By Hill Staff - 11/15/12 12:07 AM EST
Public comment periods are closing soon for the following proposed rules:
• The Federal Trade Commission has proposed a rule to amend regulations “under the Fur Products Labeling Act” and to update its Fur Products Name Guide, which has not been revised since 1967 and contains inaccuracies. It would also like to “provide more labeling flexibility … and eliminate unnecessary requirements,” such as the required font size for fur information disclosure on various products. Comments are due by Nov. 16.
• The National Credit Union Administration is proposing a rule to “improve” the regulation of payday-alternative loans, “formerly known as short-term, small amount loans,” which “exist as an alternative to predatory payday loans.” Its intent is to “encourage more federal credit unions” to offer these types of loans and it is seeking “comment on how best to approach this,” including increasing application fees to offset the potential lack of returns from these types of loans. Comments are due by Nov. 26.
• Five financial regulators — the Comptroller of the Currency, the Federal Reserve, the Federal Deposit Insurance Corporation, the Farm Credit Administration and the Federal Housing Finance Agency — have reopened a comment period on a proposed rule to “to establish minimum margin [collateral] and capital requirements” for large “high-risk” financial institutions that have complex financial instruments, known as over-the-counter derivatives, on their books. Comments are now due by Nov. 26.

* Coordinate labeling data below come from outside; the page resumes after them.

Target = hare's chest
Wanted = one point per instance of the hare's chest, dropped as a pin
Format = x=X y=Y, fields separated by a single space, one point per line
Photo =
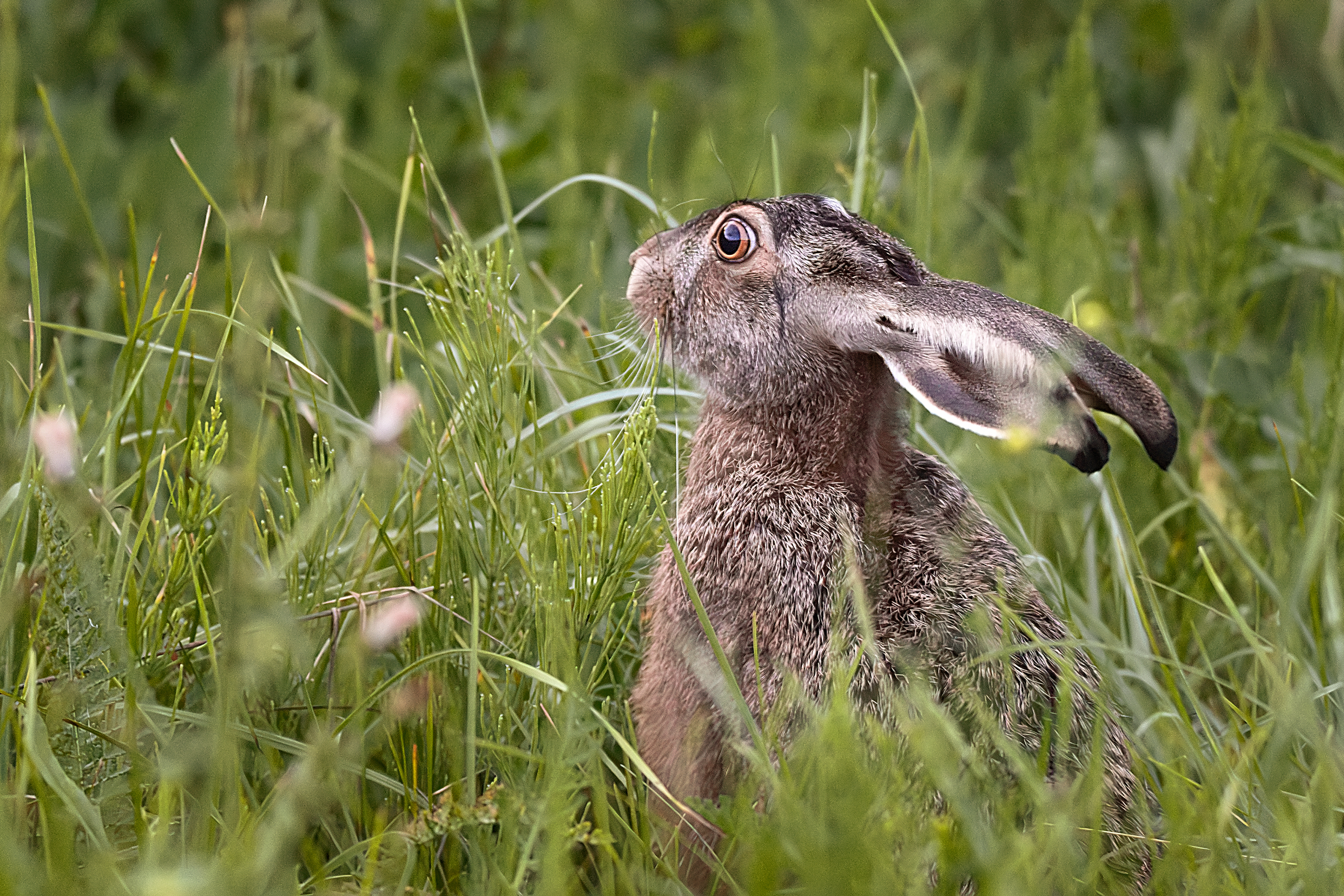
x=769 y=553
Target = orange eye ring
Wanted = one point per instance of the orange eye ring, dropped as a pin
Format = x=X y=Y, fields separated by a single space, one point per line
x=734 y=241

• The United States Postal Service has proposed a rule to increase prices for international mail services, effective January 2013. Among other increases, “postcard [postage] would be increased by 8.7 percent, letters would be increased by 12.8 percent, and flats would be increased by 18.9 percent.” It also proposes to introduce an “international ‘Global Forever’ stamp” to accompany the domestic version, introduced in 2007. “ ‘Global Forever’ stamps can be used to mail a 1-ounce letter-size mailpiece anywhere in the world, regardless of when the stamp is purchased and ... how prices may change in the future.” Comments are due by Nov. 23.